Glenda, a Christian, has spent countless hours gluing, coloring, waiting, and praying in other hospitals and has endured various reactions to her son’s condition.
“I have gone through moments where people don’t want to touch him or hold him, even in a hospital, because they think it’s something contagious,” she said. “It’s been hard, but I understand that God is working through it.”
Staff members at Loma de Luz often come by Araon’s room to say hello, to color with him, or to read from the stack of books on his bedside table.
“Here Araon has received everything that he needs, and it has just been a completely different way of treating people,” Glenda said.

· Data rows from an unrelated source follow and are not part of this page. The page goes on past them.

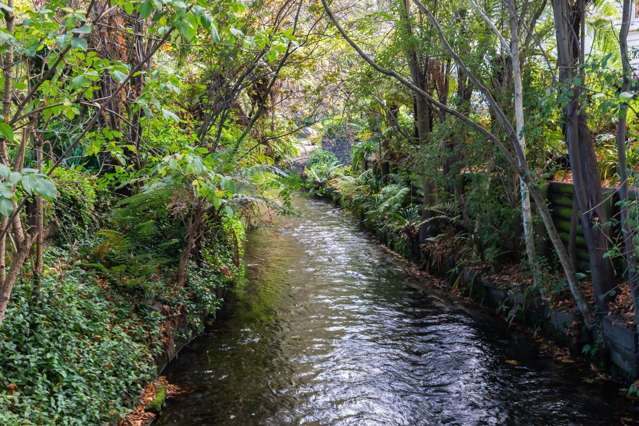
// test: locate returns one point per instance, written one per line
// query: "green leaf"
(146, 9)
(14, 177)
(118, 76)
(187, 27)
(6, 190)
(6, 207)
(214, 34)
(29, 182)
(6, 131)
(45, 187)
(79, 43)
(170, 115)
(84, 29)
(4, 171)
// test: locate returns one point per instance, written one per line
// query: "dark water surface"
(329, 330)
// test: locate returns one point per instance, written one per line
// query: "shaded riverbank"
(328, 328)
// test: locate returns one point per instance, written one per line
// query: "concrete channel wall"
(559, 324)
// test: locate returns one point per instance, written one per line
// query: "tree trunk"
(419, 75)
(630, 254)
(569, 20)
(526, 211)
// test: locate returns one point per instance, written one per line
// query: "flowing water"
(329, 329)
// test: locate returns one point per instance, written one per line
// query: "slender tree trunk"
(630, 254)
(6, 111)
(419, 75)
(526, 211)
(569, 21)
(192, 231)
(16, 265)
(39, 223)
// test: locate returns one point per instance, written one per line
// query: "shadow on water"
(328, 329)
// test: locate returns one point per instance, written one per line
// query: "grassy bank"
(79, 347)
(433, 238)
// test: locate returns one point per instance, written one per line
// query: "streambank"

The doctors and nurses at Loma de Luz are also allowed to pray with patients and share their faith. This is Dr. Judy’s purpose for serving at the hospital.

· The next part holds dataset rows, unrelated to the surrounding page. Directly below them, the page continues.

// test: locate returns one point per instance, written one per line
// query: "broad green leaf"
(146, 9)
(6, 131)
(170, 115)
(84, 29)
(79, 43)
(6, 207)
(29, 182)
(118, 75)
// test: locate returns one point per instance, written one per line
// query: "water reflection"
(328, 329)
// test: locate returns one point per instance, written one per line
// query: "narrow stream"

“I do this to tell people about Jesus and to tell them about His love for them. There’s so much freedom to do that here,” she said.

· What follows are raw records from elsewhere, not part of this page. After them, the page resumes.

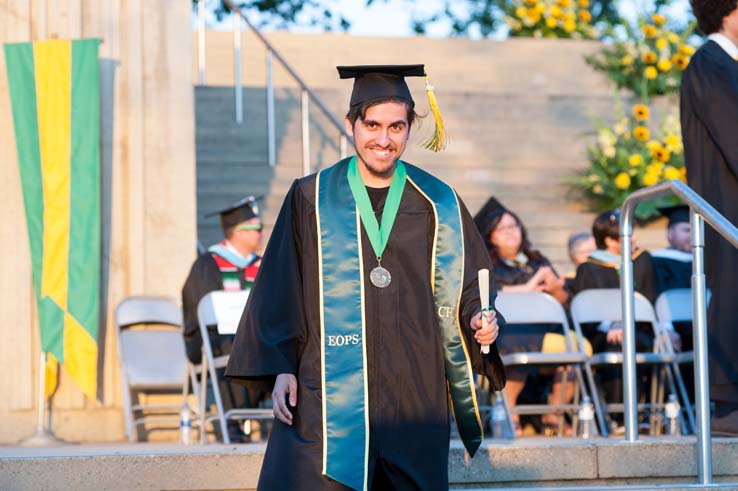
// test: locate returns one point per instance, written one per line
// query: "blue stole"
(343, 323)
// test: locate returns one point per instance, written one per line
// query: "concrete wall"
(149, 192)
(519, 114)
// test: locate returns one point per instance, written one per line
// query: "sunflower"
(650, 178)
(661, 154)
(649, 31)
(641, 133)
(622, 181)
(649, 57)
(640, 112)
(658, 19)
(664, 65)
(671, 173)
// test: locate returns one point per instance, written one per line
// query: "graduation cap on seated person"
(376, 82)
(239, 212)
(676, 214)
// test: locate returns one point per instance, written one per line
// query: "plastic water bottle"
(672, 411)
(586, 419)
(185, 425)
(499, 420)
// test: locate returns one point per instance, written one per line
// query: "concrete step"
(525, 463)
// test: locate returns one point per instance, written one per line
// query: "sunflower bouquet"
(630, 155)
(549, 18)
(650, 61)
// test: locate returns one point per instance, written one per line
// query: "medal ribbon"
(378, 235)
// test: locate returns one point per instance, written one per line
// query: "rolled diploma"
(484, 299)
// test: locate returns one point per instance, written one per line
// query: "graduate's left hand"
(485, 335)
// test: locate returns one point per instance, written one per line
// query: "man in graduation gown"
(709, 115)
(367, 330)
(230, 265)
(673, 265)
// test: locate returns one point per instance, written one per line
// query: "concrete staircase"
(518, 124)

Faith in Christ has given Glenda the strength to care for Araon without falling into despair.
“When I see that he goes through surgery or other trials, I really have to hold onto the Lord because I feel like I’m going to faint, like I can’t do it anymore after so many surgeries,” she said. “When I pray to the Lord, He always answers.”
After this operation, Araon had a skinny drainage tube running down from his neck. Dr. Judy came in the afternoon to take out the tube so that he could get ready to leave. Araon put on medical gloves and helped. I sat outside the room and heard him cry only a few brave tears.
Later, he and his mom headed to the children’s center down the street—an extension of the hospital—for a few days to wait on some test results and let him heal further. Then Glenda took Araon back home to his dad, where the three of them live the precious, unknown number of days they have together.
Loma de Luz means Hill of Light. At this hospital, the light of Christ shines into deep places.
This Light allows a doctor who never imagined coming to never want to leave.
“This is definitely the hardest thing I’ve ever done,” Dr. Judy said. “But the hardest thing I’ve ever done is also the best thing I’ve ever done.”
This Light enables a suffering mother to offer hope to others going through something similar.
“I would encourage them to keep fighting and not listen too much to what people say,” Glenda said. “I would encourage them to keep pressing on and trusting God.”
This is God With Us.
“Mommy, my monkey!” Araon said at the end of my time in his room.
She passed it to him, and he held it up.
“What’s his name?” I asked.
I don’t want to write about Araon because I don’t know how it ends. But he is alive today in Honduras with his parents and Curious George. Is George cold? Is George hungry? Does he feel OK? Maybe they are outside hanging from the branches.